During his college days, Lera’s interest in geology led him to explore caves all over the United States, Central and South America, and Europe, and through these speleological adventures, he began learning about bats. A speleophilately meeting in the early 1970s sparked his interest in stamps. Twenty years later, Lera regularly exhibits his collection worldwide.

In competition, Lera displays his collection in six plexiglass frames, each containing 16 pages of stamps, cancellations, postal envelopes, and stationery with captions. He works continually to improve the display, learning from the judges in each contest he enters. His awards testify to his success--silver in Genoa, Italy, and in Singapore; large silver in Milan; and just last year, the National Topical Stamp Show’s Grand Award. Lera says it was especially gratifying to receive this best-of-show award because the win qualified his exhibit to compete in the Championship of Champions in Cleveland later this year.

Lera’s awards are all the more impressive considering the two handicaps inherent in his exhibit. First, it is a thematic collection--one which develops a subject area--in contrast to more traditional collections that target stamps of a country. Second, the exhibit is limited in size because of the relatively low number of bat-related stamps available, compared to more common themes such as flowers or trains. Given these impediments, Lera has been quite inventive in casting as broad a net as possible; his exhibit contains sections featuring many aspects of history and culture related to bats.

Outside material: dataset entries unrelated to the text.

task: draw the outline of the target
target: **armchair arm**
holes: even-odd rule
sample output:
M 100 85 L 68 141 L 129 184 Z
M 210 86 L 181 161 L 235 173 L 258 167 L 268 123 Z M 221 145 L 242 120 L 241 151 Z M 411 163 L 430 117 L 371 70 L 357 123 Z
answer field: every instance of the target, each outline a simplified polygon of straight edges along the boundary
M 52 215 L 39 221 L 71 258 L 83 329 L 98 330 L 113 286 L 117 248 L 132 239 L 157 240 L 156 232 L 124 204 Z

In the section pertaining to scientists, a Korean stamp illustrates the connection between bats and radar, and an Italian stamp commemorates Father Spallanzani, who noted in 1794 that bats used sound as a sixth sense. In addition, several stamps honor Darwin. In 1982, on the 150th anniversary of his birth, four British Commonwealth countries--Mauritius, St. Helena, Ascension, and the Falkland Islands--each released a set of four Darwin-related stamps, including one with an image of the Greater Mascarene flying fox (Pteropus niger), which Darwin studied.

Lera’s section on inventors includes stamps from both Italy and the Republic of Niger honoring Leonardo da Vinci, who employed the bat wing in his designs. Stamps from France, Gabon, Senegal, and Niger honor Clement Ader--considered the French father of aviation--who used da Vinci’s bat-wing drawings in constructing his own plane in the 1890s. Piloted by Ader and driven by a steam engine, the plane flew over 150 feet before crashing. Ader survived the crash of his second airplane as well as the first.

In the exhibit’s portion on art and literature, stamps cover a wide range of bat-related topics: an illustration from the opera Die Fledermaus, (fledermaus is German for bat), a fresco in Slovenia titled “The Fifth Day of Creation,” that features a bat, and a Mengloang Bat Mask which, Lera learned through his research, was worn on stage in the Hongyang Cave Opera in China.

The category titled “Legends and Myths” contains several stamps reflecting the Chinese belief that bats are symbols of good luck. In Chinese, the word for bat and the word for good luck have the same sound, fu. The five-bat wu fu symbol, which BCI members will recognize as our logo, appears frequently in Chinese literature and art, as well as on many stamps. Wu is the word for five, and each bat represents one of the five elements--earth, air, fire water, metal--as well as one of the five happinesses--health, wealth, long life, good luck, tranquility. (Representations of these elements and happinesses vary throughout Chinese philosophy.) In 1894, a series of stamps showing the wu fu was issued for the 60th birthday of the Chinese Empress Dowager. According to Lera, an early sheet of this series was printed improperly, and only four of the five bats circling the center design were inked. He estimates that 96 copies of this four-bat stamp were issued. Three are known to exist today, one of which sold recently for $68,000.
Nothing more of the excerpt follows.